One thing that a universe $U$ gives you is that the sets and function in it form an internal full subcategory $USet$ of your ambient category $Set$ of sets . The idea is that the collection of objects forms a set, hence an object of $Set$. Then the collection of functions in $U$ from $X$ to $Y$, say, forms a set $USet(X,Y)$. However, the 'fullness' condition is that we can consider $X$ and $Y$ themselves as objects of $Set$, by considering the sets of their elements, $\underline{X} := Set(1,X)$$\underline{X} := USet(1,X)$ and $\underline{Y} := Set(1,Y)$$\underline{Y} := USet(1,Y)$ respectively, and then the set of functions $Set(\underline{X},\underline{Y})$ is the same as the set of functions $USet(X,Y)$ (isomorphic, not equal, generally). This is what Zhen refers to when he mentions hom-sets are preserved.

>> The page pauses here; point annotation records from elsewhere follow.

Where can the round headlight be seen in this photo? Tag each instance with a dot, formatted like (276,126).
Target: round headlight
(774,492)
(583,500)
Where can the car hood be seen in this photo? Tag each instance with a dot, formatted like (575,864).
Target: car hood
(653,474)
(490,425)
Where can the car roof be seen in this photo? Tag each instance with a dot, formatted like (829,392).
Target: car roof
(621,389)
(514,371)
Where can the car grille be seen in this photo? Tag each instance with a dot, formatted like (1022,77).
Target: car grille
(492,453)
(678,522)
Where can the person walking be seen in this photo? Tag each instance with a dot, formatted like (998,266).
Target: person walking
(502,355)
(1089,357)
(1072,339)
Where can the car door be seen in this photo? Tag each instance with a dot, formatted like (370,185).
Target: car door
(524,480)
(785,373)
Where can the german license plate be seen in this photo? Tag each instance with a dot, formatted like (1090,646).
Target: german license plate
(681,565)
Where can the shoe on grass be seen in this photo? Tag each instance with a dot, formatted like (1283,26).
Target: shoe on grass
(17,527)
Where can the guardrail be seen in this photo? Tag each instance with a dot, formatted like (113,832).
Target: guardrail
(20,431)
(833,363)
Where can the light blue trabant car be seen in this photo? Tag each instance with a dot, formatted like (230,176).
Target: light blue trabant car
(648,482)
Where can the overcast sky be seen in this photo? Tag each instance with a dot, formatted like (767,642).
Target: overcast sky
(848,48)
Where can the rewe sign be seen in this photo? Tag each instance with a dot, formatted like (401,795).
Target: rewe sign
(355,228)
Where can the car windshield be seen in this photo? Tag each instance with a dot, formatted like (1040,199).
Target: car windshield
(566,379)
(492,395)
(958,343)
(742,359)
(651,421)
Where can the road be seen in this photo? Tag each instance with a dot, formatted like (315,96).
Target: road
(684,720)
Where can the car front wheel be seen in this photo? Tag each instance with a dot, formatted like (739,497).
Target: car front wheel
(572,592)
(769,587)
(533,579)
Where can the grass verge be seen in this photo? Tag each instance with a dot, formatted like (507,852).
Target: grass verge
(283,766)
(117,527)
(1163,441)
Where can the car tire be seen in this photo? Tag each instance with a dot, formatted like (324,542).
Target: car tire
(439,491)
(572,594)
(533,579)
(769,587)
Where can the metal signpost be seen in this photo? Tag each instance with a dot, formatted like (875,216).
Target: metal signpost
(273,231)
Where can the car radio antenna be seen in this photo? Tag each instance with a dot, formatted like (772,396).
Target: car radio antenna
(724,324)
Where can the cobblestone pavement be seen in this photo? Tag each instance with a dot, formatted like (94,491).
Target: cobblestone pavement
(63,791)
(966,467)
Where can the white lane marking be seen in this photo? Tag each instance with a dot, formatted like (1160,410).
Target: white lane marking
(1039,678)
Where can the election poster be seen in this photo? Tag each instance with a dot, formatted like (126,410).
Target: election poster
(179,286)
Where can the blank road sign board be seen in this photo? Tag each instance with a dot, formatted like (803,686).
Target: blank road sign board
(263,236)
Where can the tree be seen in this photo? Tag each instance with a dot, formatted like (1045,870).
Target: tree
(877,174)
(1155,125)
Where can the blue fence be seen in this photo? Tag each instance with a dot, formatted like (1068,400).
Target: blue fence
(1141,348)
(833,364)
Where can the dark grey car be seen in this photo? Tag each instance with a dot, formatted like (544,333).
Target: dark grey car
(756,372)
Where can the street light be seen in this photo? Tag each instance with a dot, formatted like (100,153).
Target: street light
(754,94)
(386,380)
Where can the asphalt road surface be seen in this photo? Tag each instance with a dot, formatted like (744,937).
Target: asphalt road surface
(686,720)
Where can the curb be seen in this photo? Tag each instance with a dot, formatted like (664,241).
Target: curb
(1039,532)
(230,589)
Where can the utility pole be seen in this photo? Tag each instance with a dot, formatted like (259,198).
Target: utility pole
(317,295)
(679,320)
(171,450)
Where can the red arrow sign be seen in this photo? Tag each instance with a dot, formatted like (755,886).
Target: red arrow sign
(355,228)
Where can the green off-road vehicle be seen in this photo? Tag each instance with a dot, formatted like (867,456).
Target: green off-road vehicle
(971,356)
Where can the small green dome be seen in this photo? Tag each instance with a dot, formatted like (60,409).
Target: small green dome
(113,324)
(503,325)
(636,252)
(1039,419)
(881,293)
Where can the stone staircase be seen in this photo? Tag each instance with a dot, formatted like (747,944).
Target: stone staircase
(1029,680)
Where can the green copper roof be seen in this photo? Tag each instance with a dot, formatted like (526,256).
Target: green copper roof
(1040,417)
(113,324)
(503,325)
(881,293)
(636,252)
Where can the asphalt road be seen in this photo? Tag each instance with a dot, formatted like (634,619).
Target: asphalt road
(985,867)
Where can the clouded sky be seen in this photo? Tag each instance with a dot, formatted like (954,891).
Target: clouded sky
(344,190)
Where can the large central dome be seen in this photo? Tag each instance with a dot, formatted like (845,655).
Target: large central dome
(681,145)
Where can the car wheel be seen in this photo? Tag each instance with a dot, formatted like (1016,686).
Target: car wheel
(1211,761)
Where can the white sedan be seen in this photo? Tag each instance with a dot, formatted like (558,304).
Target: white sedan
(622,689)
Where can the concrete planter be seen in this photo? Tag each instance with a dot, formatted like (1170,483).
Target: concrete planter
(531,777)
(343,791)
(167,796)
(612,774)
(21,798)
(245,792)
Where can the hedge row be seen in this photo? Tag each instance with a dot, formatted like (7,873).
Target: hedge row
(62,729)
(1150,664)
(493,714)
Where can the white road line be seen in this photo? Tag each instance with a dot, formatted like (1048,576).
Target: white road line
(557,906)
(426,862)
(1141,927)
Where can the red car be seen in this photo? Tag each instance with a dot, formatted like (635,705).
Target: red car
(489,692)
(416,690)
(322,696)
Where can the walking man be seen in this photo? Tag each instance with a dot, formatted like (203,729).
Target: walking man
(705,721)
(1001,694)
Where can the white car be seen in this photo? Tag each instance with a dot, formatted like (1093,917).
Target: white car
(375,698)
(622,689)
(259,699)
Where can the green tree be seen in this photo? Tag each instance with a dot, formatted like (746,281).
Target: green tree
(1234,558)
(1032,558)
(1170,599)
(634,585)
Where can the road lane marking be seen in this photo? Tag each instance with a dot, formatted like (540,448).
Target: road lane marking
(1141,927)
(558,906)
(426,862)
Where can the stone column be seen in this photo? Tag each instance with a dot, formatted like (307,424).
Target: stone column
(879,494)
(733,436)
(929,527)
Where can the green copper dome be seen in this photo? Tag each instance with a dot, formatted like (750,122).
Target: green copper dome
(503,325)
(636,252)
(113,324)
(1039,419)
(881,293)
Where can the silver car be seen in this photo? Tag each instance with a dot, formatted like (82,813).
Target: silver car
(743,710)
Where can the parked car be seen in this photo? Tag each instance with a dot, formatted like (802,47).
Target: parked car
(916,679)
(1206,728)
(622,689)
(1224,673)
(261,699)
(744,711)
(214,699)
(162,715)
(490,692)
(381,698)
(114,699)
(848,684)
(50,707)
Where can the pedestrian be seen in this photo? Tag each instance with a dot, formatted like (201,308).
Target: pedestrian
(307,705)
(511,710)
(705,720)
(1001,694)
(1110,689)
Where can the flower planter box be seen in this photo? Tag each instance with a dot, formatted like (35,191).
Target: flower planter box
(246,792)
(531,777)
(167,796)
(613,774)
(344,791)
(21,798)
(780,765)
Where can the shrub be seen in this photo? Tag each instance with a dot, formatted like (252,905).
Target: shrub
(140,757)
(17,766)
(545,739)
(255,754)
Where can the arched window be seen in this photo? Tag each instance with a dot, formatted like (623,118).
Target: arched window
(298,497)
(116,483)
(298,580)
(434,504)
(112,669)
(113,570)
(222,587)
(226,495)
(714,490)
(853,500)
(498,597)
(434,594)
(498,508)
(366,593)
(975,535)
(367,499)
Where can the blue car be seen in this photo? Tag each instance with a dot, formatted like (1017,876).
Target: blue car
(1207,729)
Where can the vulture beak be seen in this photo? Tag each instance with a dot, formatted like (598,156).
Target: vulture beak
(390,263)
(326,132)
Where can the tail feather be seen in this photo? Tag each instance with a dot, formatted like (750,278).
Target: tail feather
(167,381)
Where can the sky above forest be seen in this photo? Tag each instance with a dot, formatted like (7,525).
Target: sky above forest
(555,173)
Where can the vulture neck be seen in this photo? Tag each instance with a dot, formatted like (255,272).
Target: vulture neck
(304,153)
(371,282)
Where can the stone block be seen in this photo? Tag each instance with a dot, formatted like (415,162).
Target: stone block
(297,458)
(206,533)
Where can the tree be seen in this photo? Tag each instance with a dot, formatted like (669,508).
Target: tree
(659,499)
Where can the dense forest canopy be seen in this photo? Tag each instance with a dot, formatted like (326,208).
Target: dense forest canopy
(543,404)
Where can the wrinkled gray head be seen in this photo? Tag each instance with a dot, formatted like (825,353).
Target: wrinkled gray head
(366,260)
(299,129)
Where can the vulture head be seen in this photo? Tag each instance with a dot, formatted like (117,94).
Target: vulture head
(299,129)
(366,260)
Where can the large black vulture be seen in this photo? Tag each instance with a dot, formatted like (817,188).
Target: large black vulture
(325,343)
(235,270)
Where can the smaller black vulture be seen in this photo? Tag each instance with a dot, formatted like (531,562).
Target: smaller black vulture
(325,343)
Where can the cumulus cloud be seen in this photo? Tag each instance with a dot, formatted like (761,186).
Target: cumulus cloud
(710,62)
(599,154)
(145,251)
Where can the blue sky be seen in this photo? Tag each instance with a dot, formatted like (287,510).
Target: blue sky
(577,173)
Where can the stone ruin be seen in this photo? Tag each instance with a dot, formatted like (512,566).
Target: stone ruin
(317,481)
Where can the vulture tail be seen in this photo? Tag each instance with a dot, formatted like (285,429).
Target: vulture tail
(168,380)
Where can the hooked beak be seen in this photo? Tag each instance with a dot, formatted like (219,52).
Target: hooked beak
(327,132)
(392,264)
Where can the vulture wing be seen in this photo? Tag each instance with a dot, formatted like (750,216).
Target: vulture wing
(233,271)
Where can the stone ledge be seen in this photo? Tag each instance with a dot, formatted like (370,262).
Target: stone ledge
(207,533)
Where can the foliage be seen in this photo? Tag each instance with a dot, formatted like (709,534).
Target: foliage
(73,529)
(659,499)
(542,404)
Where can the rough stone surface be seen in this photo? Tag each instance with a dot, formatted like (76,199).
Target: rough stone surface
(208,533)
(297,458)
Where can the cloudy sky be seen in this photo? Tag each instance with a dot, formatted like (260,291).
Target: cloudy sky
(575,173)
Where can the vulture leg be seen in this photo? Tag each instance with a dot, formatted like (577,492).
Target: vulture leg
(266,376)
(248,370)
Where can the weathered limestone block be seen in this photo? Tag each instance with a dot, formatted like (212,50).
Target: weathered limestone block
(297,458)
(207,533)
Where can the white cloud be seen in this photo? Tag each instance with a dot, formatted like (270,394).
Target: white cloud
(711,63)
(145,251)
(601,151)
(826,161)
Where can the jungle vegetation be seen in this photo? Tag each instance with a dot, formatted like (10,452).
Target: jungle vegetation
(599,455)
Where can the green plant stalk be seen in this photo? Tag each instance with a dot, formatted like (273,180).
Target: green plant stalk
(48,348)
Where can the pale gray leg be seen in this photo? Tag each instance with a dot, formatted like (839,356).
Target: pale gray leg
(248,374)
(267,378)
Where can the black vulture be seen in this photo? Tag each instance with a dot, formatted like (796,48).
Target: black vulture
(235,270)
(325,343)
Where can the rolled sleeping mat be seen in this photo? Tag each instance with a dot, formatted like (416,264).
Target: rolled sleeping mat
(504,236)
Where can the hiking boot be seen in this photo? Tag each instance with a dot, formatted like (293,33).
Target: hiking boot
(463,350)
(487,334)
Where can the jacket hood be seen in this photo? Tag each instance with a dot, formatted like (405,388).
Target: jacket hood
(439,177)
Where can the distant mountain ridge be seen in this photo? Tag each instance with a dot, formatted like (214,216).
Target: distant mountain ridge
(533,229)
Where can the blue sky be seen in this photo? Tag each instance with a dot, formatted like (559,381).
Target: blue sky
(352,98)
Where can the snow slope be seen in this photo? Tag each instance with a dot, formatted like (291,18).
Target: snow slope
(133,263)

Notice here that $X$ and $Y$ are not sets, rather they are functions $1 \to Obj(USet)$, and to see them as sets we have to externalise them (note that for a category theorist, functions aren't necessarily sets).
For category theorists: a universe gives you a logical, full sub-fibred-topos of the fibred topos $cod\colon Set^\mathbf{2} \to Set$, and this definition extends to any topos $E$ replacing $Set$. This is a much nicer (from a category-theoretical perspective), and purely category-theoretic definition of a universe, independent of how one defines the category of sets. To consider only a model of set theory, one would take a model of the geometric theory 'well-pointed topos with AC and NNO' in $Set$, or worse (:-P) an internal relation modelling $\in$ from ZFC. You would have no control on the hom-sets of such a thing, and there would be no relation between 'internal' truth and 'external' truth.